Correlation Between DB Insurance and Playgram
Can any of the company-specific risk be diversified away by investing in both DB Insurance and Playgram at the same time? Although using a correlation coefficient on its own may not help to predict future stock returns, this module helps to understand the diversifiable risk of combining DB Insurance and Playgram into the same portfolio, which is an essential part of the fundamental portfolio management process.
By analyzing existing cross correlation between DB Insurance Co and Playgram Co, you can compare the effects of market volatilities on DB Insurance and Playgram and check how they will diversify away market risk if combined in the same portfolio for a given time horizon. You can also utilize pair trading strategies of matching a long position in DB Insurance with a short position of Playgram. Check out your portfolio center. Please also check ongoing floating volatility patterns of DB Insurance and Playgram.
Diversification Opportunities for DB Insurance and Playgram
0.52 | Correlation Coefficient |
Very weak diversification
The 3 months correlation between 005830 and Playgram is 0.52. Overlapping area represents the amount of risk that can be diversified away by holding DB Insurance Co and Playgram Co in the same portfolio, assuming nothing else is changed. The correlation between historical prices or returns on Playgram and DB Insurance is a relative statistical measure of the degree to which these equity instruments tend to move together. The correlation coefficient measures the extent to which returns on DB Insurance Co are associated (or correlated) with Playgram. Values of the correlation coefficient range from -1 to +1, where. The correlation of zero (0) is possible when the price movement of Playgram has no effect on the direction of DB Insurance i.e., DB Insurance and Playgram go up and down completely randomly.
Pair Corralation between DB Insurance and Playgram
Assuming the 90 days trading horizon DB Insurance Co is expected to under-perform the Playgram. But the stock apears to be less risky and, when comparing its historical volatility, DB Insurance Co is 1.34 times less risky than Playgram. The stock trades about -0.05 of its potential returns per unit of risk. The Playgram Co is currently generating about 0.01 of returns per unit of risk over similar time horizon. If you would invest 37,500 in Playgram Co on September 3, 2024 and sell it today you would lose (600.00) from holding Playgram Co or give up 1.6% of portfolio value over 90 days.
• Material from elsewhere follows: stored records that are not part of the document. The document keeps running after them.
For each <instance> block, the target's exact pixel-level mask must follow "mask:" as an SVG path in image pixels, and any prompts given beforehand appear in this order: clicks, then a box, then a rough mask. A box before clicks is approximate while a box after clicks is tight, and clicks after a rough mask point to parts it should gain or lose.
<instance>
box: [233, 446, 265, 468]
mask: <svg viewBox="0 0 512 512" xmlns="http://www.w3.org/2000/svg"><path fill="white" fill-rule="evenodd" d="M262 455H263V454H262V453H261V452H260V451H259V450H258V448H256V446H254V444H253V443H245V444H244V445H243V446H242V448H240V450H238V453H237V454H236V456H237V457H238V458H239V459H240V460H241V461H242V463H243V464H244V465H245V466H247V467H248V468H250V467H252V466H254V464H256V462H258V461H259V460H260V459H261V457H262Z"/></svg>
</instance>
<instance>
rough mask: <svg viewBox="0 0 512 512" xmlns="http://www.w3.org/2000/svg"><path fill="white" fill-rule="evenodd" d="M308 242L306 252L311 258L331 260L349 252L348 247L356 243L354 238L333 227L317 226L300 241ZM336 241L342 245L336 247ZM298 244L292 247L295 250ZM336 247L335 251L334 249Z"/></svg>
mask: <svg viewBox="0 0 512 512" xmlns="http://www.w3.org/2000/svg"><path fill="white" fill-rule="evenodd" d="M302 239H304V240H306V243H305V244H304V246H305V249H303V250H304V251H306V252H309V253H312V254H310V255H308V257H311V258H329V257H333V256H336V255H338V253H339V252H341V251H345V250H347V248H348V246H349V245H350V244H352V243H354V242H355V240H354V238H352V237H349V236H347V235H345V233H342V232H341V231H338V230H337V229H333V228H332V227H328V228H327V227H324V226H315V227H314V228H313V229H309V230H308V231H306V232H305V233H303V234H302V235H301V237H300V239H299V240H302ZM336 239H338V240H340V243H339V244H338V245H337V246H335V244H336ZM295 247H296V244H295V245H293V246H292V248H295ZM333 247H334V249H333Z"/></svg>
Time Period | 3 Months [change] |
Direction | Moves Together |
Strength | Weak |
Accuracy | 100.0% |
Values | Daily Returns |
DB Insurance Co vs. Playgram Co
Performance |
Timeline |
DB Insurance |
Playgram |
DB Insurance and Playgram Volatility Contrast
Predicted Return Density |
Returns |
Pair Trading with DB Insurance and Playgram
The main advantage of trading using opposite DB Insurance and Playgram positions is that it hedges away some unsystematic risk. Because of two separate transactions, even if DB Insurance position performs unexpectedly, Playgram can make up some of the losses. Pair trading also minimizes risk from directional movements in the market. For example, if an entire industry or sector drops because of unexpected headlines, the short position in Playgram will offset losses from the drop in Playgram's long position.DB Insurance vs. Playgram Co | DB Insurance vs. National Plastic Co | DB Insurance vs. Grand Korea Leisure | DB Insurance vs. EV Advanced Material |
Playgram vs. LG Chemicals | Playgram vs. POSCO Holdings | Playgram vs. Hanwha Solutions | Playgram vs. Lotte Chemical Corp |
Check out your portfolio center.Note that this page's information should be used as a complementary analysis to find the right mix of equity instruments to add to your existing portfolios or create a brand new portfolio. You can also try the Portfolio Optimization module to compute new portfolio that will generate highest expected return given your specified tolerance for risk.